For the first time in a century, water flowed freely through that area of the river. Cordalis felt like she was seeing her homelands restored.
Tears of joy began to roll down her cheeks. “I just cried so hard because it was so beautiful.”
The experience was also “profound” for Bransom. “It really was literally a jolt of energy that flowed through us,” he said, calling the visit “perhaps one of the most touching, most moving moments in my entire life”.
Demolition on Copco 2 was completed in November, with work starting on the other three dams. The entire project is scheduled to wrap in late 2024.
A return to family fishing
But experts like McCovey say major hurdles remain to restoring the river’s historic salmon population.
Climate change is warming the water. Wildfires and flash floods are contaminating the river with debris. And tiny particles from rubber vehicle tires are washing off roadways and into waterways, where their chemicals can kill fish within hours.

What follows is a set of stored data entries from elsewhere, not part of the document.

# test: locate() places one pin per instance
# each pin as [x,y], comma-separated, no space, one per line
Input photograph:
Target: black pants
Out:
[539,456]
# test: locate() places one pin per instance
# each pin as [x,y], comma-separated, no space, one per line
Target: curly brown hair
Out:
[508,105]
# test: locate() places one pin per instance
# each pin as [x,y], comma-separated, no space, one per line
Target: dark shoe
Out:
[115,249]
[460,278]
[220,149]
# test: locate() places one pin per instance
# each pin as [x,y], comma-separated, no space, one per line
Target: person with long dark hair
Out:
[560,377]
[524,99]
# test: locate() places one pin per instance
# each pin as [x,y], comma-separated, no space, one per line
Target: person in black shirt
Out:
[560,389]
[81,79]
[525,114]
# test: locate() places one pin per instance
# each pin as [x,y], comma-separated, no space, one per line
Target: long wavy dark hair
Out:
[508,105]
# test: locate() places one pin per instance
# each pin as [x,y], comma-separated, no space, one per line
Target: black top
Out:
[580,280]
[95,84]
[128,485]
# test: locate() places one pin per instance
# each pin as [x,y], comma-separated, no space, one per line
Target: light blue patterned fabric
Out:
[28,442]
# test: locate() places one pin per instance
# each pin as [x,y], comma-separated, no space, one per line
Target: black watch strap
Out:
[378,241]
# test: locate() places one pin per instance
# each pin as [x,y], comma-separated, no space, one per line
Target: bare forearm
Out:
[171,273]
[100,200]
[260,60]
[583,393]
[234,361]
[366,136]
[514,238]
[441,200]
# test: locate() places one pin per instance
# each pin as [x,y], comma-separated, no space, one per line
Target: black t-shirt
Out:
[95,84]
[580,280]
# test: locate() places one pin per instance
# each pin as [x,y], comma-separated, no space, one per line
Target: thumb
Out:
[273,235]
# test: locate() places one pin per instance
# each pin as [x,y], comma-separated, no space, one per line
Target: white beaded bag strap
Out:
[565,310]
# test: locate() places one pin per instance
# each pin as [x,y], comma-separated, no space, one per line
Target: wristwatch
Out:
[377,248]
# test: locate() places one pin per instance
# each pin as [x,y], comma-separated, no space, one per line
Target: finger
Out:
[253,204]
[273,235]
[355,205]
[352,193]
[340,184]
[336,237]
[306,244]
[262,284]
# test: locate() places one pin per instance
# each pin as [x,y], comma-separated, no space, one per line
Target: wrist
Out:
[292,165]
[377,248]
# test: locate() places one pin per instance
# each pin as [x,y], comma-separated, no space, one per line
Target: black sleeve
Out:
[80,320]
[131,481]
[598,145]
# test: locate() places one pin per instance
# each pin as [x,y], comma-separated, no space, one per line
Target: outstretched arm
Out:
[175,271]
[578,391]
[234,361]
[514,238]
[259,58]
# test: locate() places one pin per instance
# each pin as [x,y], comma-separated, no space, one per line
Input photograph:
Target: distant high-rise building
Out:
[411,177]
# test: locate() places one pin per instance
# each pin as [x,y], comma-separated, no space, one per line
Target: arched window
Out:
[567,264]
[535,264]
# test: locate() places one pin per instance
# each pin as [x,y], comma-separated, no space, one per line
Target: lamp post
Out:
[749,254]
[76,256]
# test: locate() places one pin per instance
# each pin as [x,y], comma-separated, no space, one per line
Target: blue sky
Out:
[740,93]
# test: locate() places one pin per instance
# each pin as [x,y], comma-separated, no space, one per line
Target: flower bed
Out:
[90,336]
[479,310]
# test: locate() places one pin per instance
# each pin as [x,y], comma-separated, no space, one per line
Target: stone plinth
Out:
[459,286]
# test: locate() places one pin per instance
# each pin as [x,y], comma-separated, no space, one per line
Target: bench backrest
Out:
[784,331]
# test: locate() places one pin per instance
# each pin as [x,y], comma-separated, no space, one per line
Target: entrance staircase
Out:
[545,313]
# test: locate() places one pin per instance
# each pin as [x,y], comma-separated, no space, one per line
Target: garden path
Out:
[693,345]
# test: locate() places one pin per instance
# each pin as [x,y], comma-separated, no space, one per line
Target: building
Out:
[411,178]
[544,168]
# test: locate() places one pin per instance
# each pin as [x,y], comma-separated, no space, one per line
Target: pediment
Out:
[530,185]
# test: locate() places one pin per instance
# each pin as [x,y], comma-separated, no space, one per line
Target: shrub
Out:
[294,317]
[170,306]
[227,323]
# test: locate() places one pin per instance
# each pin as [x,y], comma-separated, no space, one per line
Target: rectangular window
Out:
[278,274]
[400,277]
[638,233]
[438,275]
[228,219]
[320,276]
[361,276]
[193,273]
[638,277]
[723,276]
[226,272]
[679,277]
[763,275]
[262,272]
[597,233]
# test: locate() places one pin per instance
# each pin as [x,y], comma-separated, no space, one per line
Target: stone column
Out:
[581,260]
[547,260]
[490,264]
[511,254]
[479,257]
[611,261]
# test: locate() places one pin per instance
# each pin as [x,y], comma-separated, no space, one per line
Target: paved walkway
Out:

McCovey, however, is optimistic that the dam demolitions will help the river become more resilient.
“Dam removal is one of the best things we can do to help the Klamath basin be ready to handle climate change,” McCovey explained. He added that the river’s uninterrupted flow will also help flush out sediment and improve water quality.
The removal project is not the solution to all the river’s woes, but McCovey believes it’s a start — a step towards rebuilding the reciprocal relationship between the waterway and the Indigenous people who rely on it.
“We do a little bit of work, and then we start to see more salmon, and then maybe we get to eat more salmon, and that starts to help our people heal a little bit,” McCovey said. “And once we start healing, then we’re in a place where we can start to help the ecosystem a little bit more.”
Already, McCovey is looking ahead to the spring salmon migration – and the possibility of returning to his family fishing traditions with his kids.
“My hope is that next year, we’ll see a better fish run, and we’ll be able to go fishing and hopefully catch the fish that we need.”